# How to sell shares that were bought through defunct broker Kinetic Securities?



## chriscc (7 March 2014)

Hi Guys

Hope I'm posting in the correct place here. In 2009 while living in NZ, I purchased some shares (an IPO) through Kinetic Securities.
Since they shut down during the crisis.

Anyway - do you have any tips how to actually sell my shares now? I still have the buy receipt.

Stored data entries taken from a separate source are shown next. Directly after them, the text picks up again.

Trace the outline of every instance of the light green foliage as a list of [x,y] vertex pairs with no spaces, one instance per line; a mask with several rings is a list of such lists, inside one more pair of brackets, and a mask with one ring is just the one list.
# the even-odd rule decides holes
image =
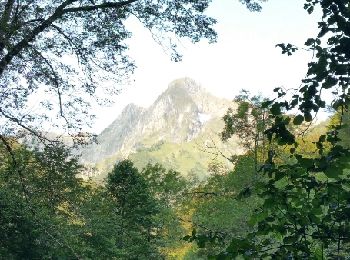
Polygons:
[[271,125],[269,110],[263,106],[266,101],[261,96],[252,96],[249,91],[241,90],[234,102],[236,111],[229,109],[223,117],[225,127],[221,132],[223,141],[236,135],[240,144],[254,154],[255,171],[265,160],[267,144],[265,130]]
[[257,176],[252,156],[240,156],[234,171],[212,175],[193,192],[197,195],[191,239],[200,247],[199,256],[213,256],[226,248],[232,238],[245,237],[248,223],[261,201],[256,195]]
[[204,175],[211,157],[210,154],[200,151],[195,142],[164,143],[157,148],[145,149],[130,155],[138,168],[145,167],[148,163],[161,163],[168,168],[177,169],[183,175],[187,175],[196,167],[197,172]]
[[350,148],[350,110],[342,113],[342,129],[339,133],[339,138],[341,139],[341,144],[347,148]]
[[254,141],[262,141],[263,132],[269,125],[268,111],[262,107],[264,99],[241,90],[234,102],[238,105],[236,111],[229,109],[223,117],[225,128],[221,138],[226,141],[233,135],[238,135],[244,147],[253,150]]
[[[225,154],[239,154],[242,152],[237,140],[224,144],[217,136],[217,132],[223,127],[223,122],[215,118],[208,122],[206,129],[189,142],[175,143],[171,141],[158,141],[157,136],[140,140],[140,148],[129,155],[135,166],[141,170],[148,163],[160,163],[169,169],[176,169],[183,176],[188,174],[196,175],[198,179],[204,180],[208,176],[207,166],[214,157],[223,163],[229,163],[223,158],[217,150],[208,149],[208,146],[216,146]],[[97,179],[105,176],[106,172],[111,171],[111,165],[115,161],[122,160],[120,154],[103,160],[97,164],[101,173]]]

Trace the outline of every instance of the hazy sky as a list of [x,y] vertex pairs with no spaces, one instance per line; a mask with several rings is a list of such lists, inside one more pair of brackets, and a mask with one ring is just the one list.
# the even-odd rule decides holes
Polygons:
[[183,61],[174,63],[150,33],[130,21],[130,55],[136,61],[135,81],[114,98],[115,104],[97,110],[93,128],[107,127],[128,103],[147,107],[179,77],[191,77],[214,95],[232,99],[240,89],[270,95],[275,87],[295,88],[306,73],[311,54],[288,57],[278,43],[303,45],[317,33],[319,14],[309,15],[304,0],[269,0],[260,13],[251,13],[238,0],[214,0],[208,14],[218,20],[216,44],[183,42]]

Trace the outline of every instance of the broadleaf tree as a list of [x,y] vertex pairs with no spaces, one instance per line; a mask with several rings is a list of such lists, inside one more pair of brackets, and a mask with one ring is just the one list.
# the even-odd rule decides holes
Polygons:
[[[116,83],[135,68],[126,52],[125,40],[132,36],[128,18],[138,19],[179,60],[178,37],[216,41],[216,20],[205,14],[210,2],[2,1],[0,134],[25,130],[40,135],[41,122],[81,132],[91,122],[91,102],[103,102],[102,93],[118,92]],[[259,10],[261,1],[241,2]]]
[[233,101],[237,107],[229,108],[224,115],[221,139],[228,141],[236,135],[246,151],[254,154],[255,172],[258,172],[268,146],[264,132],[271,125],[270,112],[262,106],[266,100],[260,95],[241,90]]
[[107,191],[121,218],[115,228],[121,258],[158,258],[155,215],[159,208],[149,187],[130,160],[120,161],[108,174]]
[[[307,0],[304,8],[322,11],[318,35],[305,43],[314,58],[291,99],[277,88],[278,98],[266,103],[273,124],[265,133],[270,142],[292,147],[290,160],[273,156],[266,162],[268,181],[260,190],[264,203],[252,219],[256,229],[245,239],[233,239],[220,257],[345,259],[350,254],[350,151],[342,140],[350,101],[350,2]],[[297,51],[292,44],[278,47],[287,55]],[[323,92],[333,98],[325,99]],[[311,122],[327,102],[339,120],[313,143],[317,152],[305,156],[289,126]],[[295,110],[296,116],[287,115]]]

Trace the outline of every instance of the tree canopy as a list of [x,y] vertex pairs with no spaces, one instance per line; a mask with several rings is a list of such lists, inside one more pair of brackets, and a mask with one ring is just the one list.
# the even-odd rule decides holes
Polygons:
[[[264,2],[240,1],[252,11]],[[25,130],[39,135],[43,122],[81,131],[91,122],[91,102],[103,103],[108,97],[103,93],[118,92],[116,83],[135,68],[126,53],[125,40],[132,36],[127,19],[135,17],[178,61],[178,37],[216,41],[216,21],[205,14],[210,2],[2,1],[0,134]]]
[[[0,115],[6,127],[33,132],[40,120],[81,130],[91,116],[89,101],[115,93],[135,65],[125,40],[126,20],[136,17],[174,60],[176,37],[216,40],[210,1],[16,1],[0,4]],[[110,84],[109,84],[110,85]],[[103,91],[98,90],[101,88]],[[30,110],[30,97],[45,112]],[[102,100],[100,100],[102,101]],[[51,110],[51,114],[47,113]],[[23,130],[24,130],[23,129]]]
[[[276,98],[266,101],[272,125],[265,131],[270,143],[285,150],[288,160],[273,149],[264,165],[267,181],[260,185],[264,203],[257,209],[255,230],[244,238],[234,238],[220,257],[277,259],[345,259],[349,256],[349,155],[346,144],[349,91],[350,3],[307,0],[304,8],[312,13],[321,8],[322,21],[315,38],[305,47],[314,53],[301,87],[291,99],[282,88]],[[292,55],[298,47],[278,44],[282,53]],[[332,93],[331,99],[323,93]],[[337,120],[327,133],[312,141],[312,155],[298,149],[300,133],[293,127],[310,127],[315,115],[326,105],[333,107]],[[290,115],[297,111],[294,116]],[[271,146],[273,148],[273,146]]]

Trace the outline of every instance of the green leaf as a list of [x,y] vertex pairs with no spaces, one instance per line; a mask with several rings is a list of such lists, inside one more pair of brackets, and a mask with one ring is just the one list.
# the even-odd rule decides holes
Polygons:
[[305,112],[304,116],[305,116],[305,121],[306,122],[311,122],[312,121],[312,115],[311,115],[310,112]]
[[304,117],[302,115],[297,115],[294,117],[293,124],[294,125],[301,125],[304,121]]
[[321,135],[321,136],[318,138],[318,141],[319,141],[320,143],[325,142],[325,141],[326,141],[326,135]]
[[272,107],[270,108],[270,112],[274,116],[280,115],[281,114],[281,105],[278,103],[273,104]]
[[331,167],[325,171],[325,174],[328,178],[338,178],[343,174],[343,169],[339,167]]
[[264,102],[262,102],[262,104],[261,104],[261,108],[268,108],[272,103],[273,103],[272,100],[264,101]]

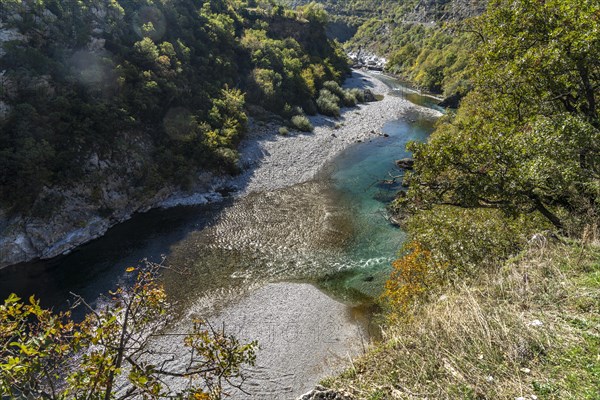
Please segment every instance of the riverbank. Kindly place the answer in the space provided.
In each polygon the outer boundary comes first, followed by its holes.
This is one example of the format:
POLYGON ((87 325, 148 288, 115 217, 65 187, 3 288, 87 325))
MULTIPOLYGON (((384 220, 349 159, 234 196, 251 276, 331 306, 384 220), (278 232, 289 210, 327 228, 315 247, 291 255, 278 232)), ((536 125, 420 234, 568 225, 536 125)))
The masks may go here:
MULTIPOLYGON (((399 118, 408 110, 435 111, 418 107, 400 97, 388 95, 390 89, 377 77, 354 71, 345 84, 347 88, 365 88, 383 95, 381 101, 346 108, 338 119, 317 115, 311 117, 314 132, 292 131, 278 134, 280 125, 251 122, 246 138, 239 147, 243 172, 234 177, 199 176, 193 193, 164 188, 150 198, 129 198, 115 186, 106 197, 117 210, 102 217, 77 195, 91 189, 69 188, 72 198, 49 219, 4 221, 0 215, 0 268, 37 258, 49 259, 72 251, 77 246, 99 238, 106 231, 135 213, 153 208, 170 208, 219 202, 220 192, 244 196, 252 192, 274 190, 307 182, 337 154, 349 146, 382 135, 381 128, 389 120, 399 118), (114 204, 113 204, 114 203, 114 204), (2 222, 4 221, 4 222, 2 222), (86 222, 82 222, 86 221, 86 222)), ((117 180, 118 183, 118 180, 117 180)))
POLYGON ((363 71, 354 70, 344 87, 369 89, 376 95, 383 95, 383 99, 345 108, 337 119, 323 115, 310 117, 315 127, 311 133, 278 135, 277 124, 250 129, 240 146, 240 159, 245 172, 229 181, 241 188, 238 194, 275 190, 307 182, 349 146, 382 136, 381 129, 386 122, 401 118, 409 110, 441 115, 435 110, 390 95, 389 86, 376 75, 363 71))
MULTIPOLYGON (((387 93, 378 78, 356 73, 347 85, 387 93)), ((390 94, 335 121, 315 117, 312 133, 281 136, 277 125, 254 126, 240 146, 246 172, 237 184, 220 183, 239 185, 238 197, 138 215, 54 260, 60 265, 5 270, 4 282, 15 279, 5 287, 29 291, 44 282, 63 298, 75 292, 93 301, 113 290, 128 266, 168 254, 170 266, 189 272, 185 279, 169 270, 163 276, 180 307, 174 330, 194 316, 227 321, 228 331, 261 342, 257 366, 248 371, 250 398, 293 398, 368 342, 365 299, 377 296, 404 238, 380 215, 379 196, 389 188, 373 181, 395 168, 408 140, 430 132, 432 118, 420 119, 418 110, 432 114, 390 94)))
MULTIPOLYGON (((185 368, 186 349, 174 343, 172 335, 188 331, 198 316, 207 317, 188 310, 168 335, 154 342, 153 350, 160 357, 173 355, 169 367, 185 368)), ((256 364, 243 371, 247 393, 232 389, 232 400, 295 398, 318 379, 340 371, 350 358, 364 354, 369 340, 362 312, 302 283, 264 285, 208 320, 243 342, 259 344, 256 364)))
POLYGON ((349 399, 597 399, 596 235, 538 234, 497 268, 435 288, 324 386, 349 399))
MULTIPOLYGON (((390 95, 389 87, 376 76, 355 72, 346 86, 385 96, 344 110, 338 120, 312 117, 311 133, 282 136, 277 124, 251 129, 240 146, 245 172, 223 182, 235 185, 238 198, 214 224, 191 232, 170 249, 169 263, 193 271, 185 283, 177 276, 167 277, 168 291, 186 303, 185 317, 174 330, 183 330, 194 316, 202 316, 216 326, 226 322, 236 336, 260 343, 257 365, 247 371, 245 390, 250 394, 236 392, 234 398, 299 396, 348 365, 369 342, 365 310, 312 285, 294 283, 316 282, 340 269, 356 268, 360 274, 365 268, 358 265, 369 257, 385 258, 397 250, 392 244, 390 252, 367 252, 362 255, 365 259, 350 257, 347 249, 360 247, 354 241, 353 220, 348 218, 352 214, 356 220, 357 211, 346 209, 339 194, 319 179, 320 173, 351 146, 369 148, 389 140, 393 151, 401 151, 393 135, 383 136, 384 124, 416 111, 438 114, 390 95)), ((393 168, 393 161, 389 165, 393 168)), ((361 190, 363 183, 358 186, 361 190)), ((365 226, 360 223, 360 228, 365 226)), ((376 235, 369 232, 371 238, 376 235)), ((370 273, 356 276, 352 285, 373 280, 370 273)))

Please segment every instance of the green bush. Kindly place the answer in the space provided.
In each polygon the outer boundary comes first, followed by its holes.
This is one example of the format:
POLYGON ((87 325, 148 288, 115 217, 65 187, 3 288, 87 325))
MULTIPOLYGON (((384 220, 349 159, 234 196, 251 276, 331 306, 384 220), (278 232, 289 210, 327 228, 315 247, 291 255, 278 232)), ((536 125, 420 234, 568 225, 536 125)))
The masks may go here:
MULTIPOLYGON (((327 81, 323 83, 323 89, 329 91, 336 97, 335 103, 344 105, 344 107, 353 107, 358 103, 358 94, 360 89, 343 89, 335 81, 327 81)), ((362 101, 364 101, 364 93, 362 93, 362 101)))
POLYGON ((227 173, 236 174, 240 172, 240 157, 236 150, 229 147, 219 147, 215 150, 215 155, 218 163, 227 173))
POLYGON ((344 89, 338 85, 335 81, 327 81, 323 83, 323 88, 329 90, 331 93, 337 96, 337 98, 341 99, 344 97, 344 89))
POLYGON ((345 107, 354 107, 358 103, 356 96, 350 90, 344 90, 341 100, 345 107))
POLYGON ((332 117, 340 116, 339 98, 327 89, 321 89, 317 99, 317 108, 324 115, 332 117))
POLYGON ((356 99, 356 101, 358 103, 365 102, 365 91, 364 90, 354 88, 354 89, 350 89, 350 93, 352 93, 354 95, 354 98, 356 99))
POLYGON ((312 132, 314 129, 306 115, 294 115, 292 117, 292 125, 302 132, 312 132))
POLYGON ((450 270, 473 273, 513 256, 544 227, 549 225, 535 215, 507 216, 495 209, 435 206, 414 214, 406 230, 450 270))
POLYGON ((285 136, 288 133, 290 133, 290 131, 288 131, 288 128, 286 128, 285 126, 282 126, 282 127, 279 128, 279 134, 281 136, 285 136))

Contact the company directly I assume?


Thank you,
C


----------



## burglar (7 March 2014)

*Re: How to sell shares I hold, that were bought through Kinetic (who shut down)*



chriscc said:


> Hi Guys
> 
> Hope I'm posting in the correct place here. In 2009 while living in NZ, I purchased some shares (an IPO) through Kinetic Securities.
> Since they shut down during the crisis.
> ...




Is the company listed on the ASX?


----------



## Porper (7 March 2014)

chriscc said:


> Hi Guys
> 
> Hope I'm posting in the correct place here. In 2009 while living in NZ, I purchased some shares (an IPO) through Kinetic Securities.
> Since they shut down during the crisis.
> ...




Try ANZ Share & Bond Trading in New Zealand. I recently had them sell some shares I had from the 80's when I lived in the UK. Takes a few weeks but they did it no problem.


----------



## chriscc (20 March 2014)

Thank you both!

The shares are on the AIM market in the UK I believe.

I'm very off the game here - basically forgot I even owned them. 

http://www.iii.co.uk/investment/detail?code=cotn:PLU:DXSP&display=plusfundamentals&it=plus


How can I tell what market these are on, or who to contact if they're not on the ASX? 


Ill give ANZ a go?

Cheers!
Chris


----------